The only contest that took place was for the virtually powerless position of deputy leader of the Labour Party. Even if a left-wing candidate had been elected s/he would be unable to do more than whisper in Brown’s ear. However, there was no possibility of this happening. All six deputy leadership candidates nominated Brown for leader. Some, it is true, in the hope of winning the backing of ordinary trade unionists, attacked the obscene wealth at the top of British society. However, even Jon Cruddas, who went furthest – stating the obvious that New Labour has ignored the working class and lost five million voters as a result – was quick to deny that he supported any concrete increase in taxation of the rich.

Having failed to get on the ballot paper for leader, McDonnell put a brave face on the situation: "Thousands of socialists have joined or rejoined the Labour Party… We’ve recruited a whole new generation of young socialists – and won back those who had long since given up hope".

This does not fit the facts. Over the past 18 months, New Labour’s membership has slumped from 198,000 (half the level of 1997) to 182,000. While a trickle may have rejoined the Labour Party to vote for McDonnell, they were far outweighed by the flood heading out the door. Even those who did rejoin are unlikely to stay. Their attitude is likely to be summed up by one letter to The Guardian, sent after McDonnell’s leadership bid collapsed, which simply said: "Ah well, saves us having to rejoin what used to be called the Labour Party after all then".

However, it was the attitude of ordinary trade unionists to the Labour Party that was most clearly revealed by the elections. Only 8% of members of affiliated trade unions and organisations voted in the deputy leadership contest! The majority clearly did not see Labour as ‘their party’. The number who voted must have been affected by the fact it was required to tick a box saying you "support the policies and principles of the Labour Party" in order to take part.

Nonetheless, if McDonnell, whose programme did take up many of the issues affecting trade unionists, had been on the ballot paper, a bigger layer of trade unionists would probably have voted for him. For that reason the majority of the national leaders of the affiliated trade unions moved might and main to prevent McDonnell getting on the ballot paper and to ensure Brown’s smooth succession. They hope in vain for a few ‘crumbs’ from Brown’s table in return. However, as Brown continues to attack workers’ pay and conditions they will face overwhelming pressure from their members to take action, particularly in the public sector. In that situation, the idea that trade unions should continue to fund New Labour will become increasingly unsustainable.
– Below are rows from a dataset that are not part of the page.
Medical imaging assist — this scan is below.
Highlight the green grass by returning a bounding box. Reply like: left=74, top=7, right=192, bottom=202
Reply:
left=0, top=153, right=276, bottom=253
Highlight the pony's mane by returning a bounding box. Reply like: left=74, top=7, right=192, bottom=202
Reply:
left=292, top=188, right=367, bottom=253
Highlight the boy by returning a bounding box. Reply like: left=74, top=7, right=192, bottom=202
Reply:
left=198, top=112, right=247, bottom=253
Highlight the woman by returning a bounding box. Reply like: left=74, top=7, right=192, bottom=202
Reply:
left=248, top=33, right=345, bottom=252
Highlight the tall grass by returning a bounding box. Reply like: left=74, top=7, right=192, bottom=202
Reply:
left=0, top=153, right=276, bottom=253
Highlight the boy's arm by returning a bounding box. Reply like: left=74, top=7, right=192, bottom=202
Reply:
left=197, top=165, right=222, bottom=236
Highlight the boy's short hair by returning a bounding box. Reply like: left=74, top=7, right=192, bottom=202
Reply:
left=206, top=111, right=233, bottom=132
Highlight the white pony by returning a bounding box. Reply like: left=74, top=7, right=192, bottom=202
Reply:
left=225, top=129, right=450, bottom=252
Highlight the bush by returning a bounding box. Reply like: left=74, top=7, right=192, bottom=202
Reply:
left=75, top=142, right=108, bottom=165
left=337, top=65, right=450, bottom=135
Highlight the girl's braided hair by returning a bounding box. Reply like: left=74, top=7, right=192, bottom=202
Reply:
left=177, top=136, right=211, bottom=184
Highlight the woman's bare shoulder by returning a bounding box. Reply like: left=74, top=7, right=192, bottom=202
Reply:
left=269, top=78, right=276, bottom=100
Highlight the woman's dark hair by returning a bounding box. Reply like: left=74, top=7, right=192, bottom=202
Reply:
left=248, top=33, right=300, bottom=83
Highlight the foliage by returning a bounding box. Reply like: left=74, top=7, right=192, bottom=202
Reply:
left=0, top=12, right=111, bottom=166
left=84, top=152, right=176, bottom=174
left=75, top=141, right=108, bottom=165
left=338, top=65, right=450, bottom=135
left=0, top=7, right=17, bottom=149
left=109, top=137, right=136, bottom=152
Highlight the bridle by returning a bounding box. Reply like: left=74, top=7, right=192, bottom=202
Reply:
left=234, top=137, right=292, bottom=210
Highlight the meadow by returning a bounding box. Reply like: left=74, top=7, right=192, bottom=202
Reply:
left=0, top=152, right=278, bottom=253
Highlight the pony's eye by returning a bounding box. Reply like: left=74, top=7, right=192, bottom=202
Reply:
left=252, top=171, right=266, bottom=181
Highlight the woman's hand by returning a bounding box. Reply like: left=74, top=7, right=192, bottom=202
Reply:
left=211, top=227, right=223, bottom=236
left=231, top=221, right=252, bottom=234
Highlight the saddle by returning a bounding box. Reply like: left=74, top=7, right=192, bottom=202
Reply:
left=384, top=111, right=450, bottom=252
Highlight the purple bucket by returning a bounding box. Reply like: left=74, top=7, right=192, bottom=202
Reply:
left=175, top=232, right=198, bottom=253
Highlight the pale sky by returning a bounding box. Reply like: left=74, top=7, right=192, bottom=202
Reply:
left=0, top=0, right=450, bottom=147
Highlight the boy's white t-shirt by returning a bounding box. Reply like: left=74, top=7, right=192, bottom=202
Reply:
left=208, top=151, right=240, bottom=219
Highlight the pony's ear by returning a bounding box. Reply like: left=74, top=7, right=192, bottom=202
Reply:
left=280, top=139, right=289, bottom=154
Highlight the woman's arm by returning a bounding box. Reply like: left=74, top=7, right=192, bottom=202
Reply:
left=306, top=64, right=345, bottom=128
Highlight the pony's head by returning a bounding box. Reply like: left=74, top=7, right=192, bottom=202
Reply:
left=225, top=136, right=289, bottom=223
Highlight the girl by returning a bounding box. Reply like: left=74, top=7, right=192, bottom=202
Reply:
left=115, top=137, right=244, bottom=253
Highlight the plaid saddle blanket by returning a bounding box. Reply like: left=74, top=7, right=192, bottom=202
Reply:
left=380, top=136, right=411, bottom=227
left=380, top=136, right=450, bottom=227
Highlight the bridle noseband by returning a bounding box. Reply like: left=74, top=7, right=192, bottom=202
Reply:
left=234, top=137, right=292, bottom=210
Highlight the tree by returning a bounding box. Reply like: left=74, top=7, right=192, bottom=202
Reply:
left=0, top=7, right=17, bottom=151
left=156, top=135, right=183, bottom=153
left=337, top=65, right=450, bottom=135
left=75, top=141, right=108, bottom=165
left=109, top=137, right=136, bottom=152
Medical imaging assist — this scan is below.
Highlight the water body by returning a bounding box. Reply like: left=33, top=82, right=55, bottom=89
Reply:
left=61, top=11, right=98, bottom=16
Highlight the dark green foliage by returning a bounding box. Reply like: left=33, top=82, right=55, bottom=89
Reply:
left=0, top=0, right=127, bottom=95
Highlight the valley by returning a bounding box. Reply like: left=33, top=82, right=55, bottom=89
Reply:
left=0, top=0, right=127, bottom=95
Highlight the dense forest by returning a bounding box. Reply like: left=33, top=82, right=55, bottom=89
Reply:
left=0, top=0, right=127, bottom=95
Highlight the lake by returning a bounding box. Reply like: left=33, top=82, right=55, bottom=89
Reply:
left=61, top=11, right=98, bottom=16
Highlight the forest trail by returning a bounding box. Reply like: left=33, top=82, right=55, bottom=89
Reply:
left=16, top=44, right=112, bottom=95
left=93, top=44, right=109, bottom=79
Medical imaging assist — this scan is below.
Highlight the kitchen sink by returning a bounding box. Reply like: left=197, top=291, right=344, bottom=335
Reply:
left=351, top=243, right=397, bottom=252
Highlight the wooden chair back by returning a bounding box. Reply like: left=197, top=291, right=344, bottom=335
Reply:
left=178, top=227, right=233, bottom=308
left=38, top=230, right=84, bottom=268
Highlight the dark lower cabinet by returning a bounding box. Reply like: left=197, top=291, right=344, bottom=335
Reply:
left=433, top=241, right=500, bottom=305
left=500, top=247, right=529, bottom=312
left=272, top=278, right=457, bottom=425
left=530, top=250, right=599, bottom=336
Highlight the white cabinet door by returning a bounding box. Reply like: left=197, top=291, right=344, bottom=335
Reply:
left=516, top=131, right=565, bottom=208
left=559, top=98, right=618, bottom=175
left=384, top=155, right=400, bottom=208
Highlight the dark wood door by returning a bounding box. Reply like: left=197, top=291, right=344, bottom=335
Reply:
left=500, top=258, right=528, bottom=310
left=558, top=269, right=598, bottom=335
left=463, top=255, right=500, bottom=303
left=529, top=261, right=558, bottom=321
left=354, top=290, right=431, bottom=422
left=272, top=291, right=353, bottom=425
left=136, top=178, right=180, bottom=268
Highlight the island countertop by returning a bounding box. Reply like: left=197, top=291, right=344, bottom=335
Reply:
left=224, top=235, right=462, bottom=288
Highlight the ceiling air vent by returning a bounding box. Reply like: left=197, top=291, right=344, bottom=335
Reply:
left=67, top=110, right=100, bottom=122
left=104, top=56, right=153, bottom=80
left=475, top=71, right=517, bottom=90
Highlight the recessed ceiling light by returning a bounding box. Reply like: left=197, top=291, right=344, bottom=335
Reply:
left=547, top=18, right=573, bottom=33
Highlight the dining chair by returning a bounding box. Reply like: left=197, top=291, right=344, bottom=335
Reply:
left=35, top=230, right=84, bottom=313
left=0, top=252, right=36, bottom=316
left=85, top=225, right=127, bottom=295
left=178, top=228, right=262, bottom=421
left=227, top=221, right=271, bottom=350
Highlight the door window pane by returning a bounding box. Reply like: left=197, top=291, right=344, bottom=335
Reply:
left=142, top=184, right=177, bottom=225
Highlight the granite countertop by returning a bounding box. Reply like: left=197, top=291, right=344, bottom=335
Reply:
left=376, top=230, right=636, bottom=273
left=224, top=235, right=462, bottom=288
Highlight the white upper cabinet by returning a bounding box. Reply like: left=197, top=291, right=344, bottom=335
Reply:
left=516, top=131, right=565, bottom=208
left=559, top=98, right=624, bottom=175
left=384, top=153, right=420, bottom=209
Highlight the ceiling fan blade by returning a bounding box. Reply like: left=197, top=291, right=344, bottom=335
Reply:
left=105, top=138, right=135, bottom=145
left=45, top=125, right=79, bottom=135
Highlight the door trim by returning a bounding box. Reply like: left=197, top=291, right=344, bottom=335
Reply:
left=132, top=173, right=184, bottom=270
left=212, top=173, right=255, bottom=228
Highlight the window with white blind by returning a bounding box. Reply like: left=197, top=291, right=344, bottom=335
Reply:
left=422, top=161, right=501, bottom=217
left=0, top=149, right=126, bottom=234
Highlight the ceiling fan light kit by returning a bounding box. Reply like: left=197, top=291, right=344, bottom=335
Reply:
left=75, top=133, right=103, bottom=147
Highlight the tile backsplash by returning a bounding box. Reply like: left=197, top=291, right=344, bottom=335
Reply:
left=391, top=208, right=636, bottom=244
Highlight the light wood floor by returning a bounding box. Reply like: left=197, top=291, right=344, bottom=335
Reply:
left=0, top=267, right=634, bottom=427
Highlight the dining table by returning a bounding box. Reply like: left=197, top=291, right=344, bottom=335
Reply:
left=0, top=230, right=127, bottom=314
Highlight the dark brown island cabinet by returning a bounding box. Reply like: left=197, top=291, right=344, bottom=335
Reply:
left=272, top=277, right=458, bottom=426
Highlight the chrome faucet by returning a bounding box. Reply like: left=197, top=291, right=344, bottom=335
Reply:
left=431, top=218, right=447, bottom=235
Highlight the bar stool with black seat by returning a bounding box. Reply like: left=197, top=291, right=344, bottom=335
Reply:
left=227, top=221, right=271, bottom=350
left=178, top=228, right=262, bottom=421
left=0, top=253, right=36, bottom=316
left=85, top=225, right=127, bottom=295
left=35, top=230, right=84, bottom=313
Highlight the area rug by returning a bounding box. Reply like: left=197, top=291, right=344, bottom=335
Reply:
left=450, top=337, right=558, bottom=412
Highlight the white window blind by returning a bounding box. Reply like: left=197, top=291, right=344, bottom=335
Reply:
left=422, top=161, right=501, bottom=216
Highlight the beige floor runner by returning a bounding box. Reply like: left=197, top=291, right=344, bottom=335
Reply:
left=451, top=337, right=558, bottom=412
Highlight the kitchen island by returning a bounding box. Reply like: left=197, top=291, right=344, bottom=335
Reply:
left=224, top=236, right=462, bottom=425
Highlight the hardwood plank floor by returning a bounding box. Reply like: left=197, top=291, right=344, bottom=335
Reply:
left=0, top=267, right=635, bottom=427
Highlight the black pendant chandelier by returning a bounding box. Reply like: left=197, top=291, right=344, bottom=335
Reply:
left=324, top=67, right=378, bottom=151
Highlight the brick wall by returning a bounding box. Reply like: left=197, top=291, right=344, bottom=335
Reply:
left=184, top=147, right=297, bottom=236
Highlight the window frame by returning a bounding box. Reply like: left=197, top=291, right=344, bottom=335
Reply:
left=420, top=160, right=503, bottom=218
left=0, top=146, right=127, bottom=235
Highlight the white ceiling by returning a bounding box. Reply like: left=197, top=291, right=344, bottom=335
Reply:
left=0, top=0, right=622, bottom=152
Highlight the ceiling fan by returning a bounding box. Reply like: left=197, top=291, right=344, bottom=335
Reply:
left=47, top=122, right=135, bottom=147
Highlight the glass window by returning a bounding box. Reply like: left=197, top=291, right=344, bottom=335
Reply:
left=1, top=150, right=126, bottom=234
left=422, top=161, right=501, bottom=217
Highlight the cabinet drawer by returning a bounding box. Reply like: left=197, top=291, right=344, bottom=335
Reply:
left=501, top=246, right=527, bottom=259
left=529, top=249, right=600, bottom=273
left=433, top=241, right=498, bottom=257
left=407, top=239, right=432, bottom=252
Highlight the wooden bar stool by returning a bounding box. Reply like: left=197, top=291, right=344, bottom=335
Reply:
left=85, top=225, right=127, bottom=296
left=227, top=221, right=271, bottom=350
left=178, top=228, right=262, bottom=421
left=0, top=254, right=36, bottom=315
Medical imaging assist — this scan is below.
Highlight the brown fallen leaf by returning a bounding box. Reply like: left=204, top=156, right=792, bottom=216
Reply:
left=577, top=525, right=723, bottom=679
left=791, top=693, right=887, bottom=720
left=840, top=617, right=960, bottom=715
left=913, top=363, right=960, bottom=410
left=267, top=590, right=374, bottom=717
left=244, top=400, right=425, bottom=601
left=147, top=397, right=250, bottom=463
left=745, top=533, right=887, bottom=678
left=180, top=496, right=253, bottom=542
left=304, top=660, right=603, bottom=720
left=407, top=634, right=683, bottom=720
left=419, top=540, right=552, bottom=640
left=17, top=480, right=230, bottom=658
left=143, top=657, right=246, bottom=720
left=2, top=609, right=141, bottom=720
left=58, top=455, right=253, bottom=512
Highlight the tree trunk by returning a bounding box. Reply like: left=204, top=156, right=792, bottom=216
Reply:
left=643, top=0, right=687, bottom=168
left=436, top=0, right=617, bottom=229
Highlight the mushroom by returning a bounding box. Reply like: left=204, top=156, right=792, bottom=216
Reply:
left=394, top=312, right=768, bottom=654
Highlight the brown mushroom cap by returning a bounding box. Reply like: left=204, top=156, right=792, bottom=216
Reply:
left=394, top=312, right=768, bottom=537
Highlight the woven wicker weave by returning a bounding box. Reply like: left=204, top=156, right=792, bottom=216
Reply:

In a premonition of future developments, Dave Prentis, general secretary of UNISON, denounced an alleged "major push" by the Socialist Party to break the link with Labour (presumably he means our support for the Campaign for a New Workers’ Party), and lamented that he is "seen as an apparatchik for Gordon Brown". In an attempt to distance himself from New Labour’s attacks he declared: "Labour is drinking in the last chance saloon".

The right-wing trade union leaders will do all they can to prevent workers moving to found a new mass party which genuinely represents their interests. Unfortunately, McDonnell is continuing to argue, despite all the evidence to the contrary, that the Labour Party can be reclaimed. Nonetheless, workers’ experience of Brown in office will lead to growing numbers drawing the conclusion that a new mass workers’ party needs to be built.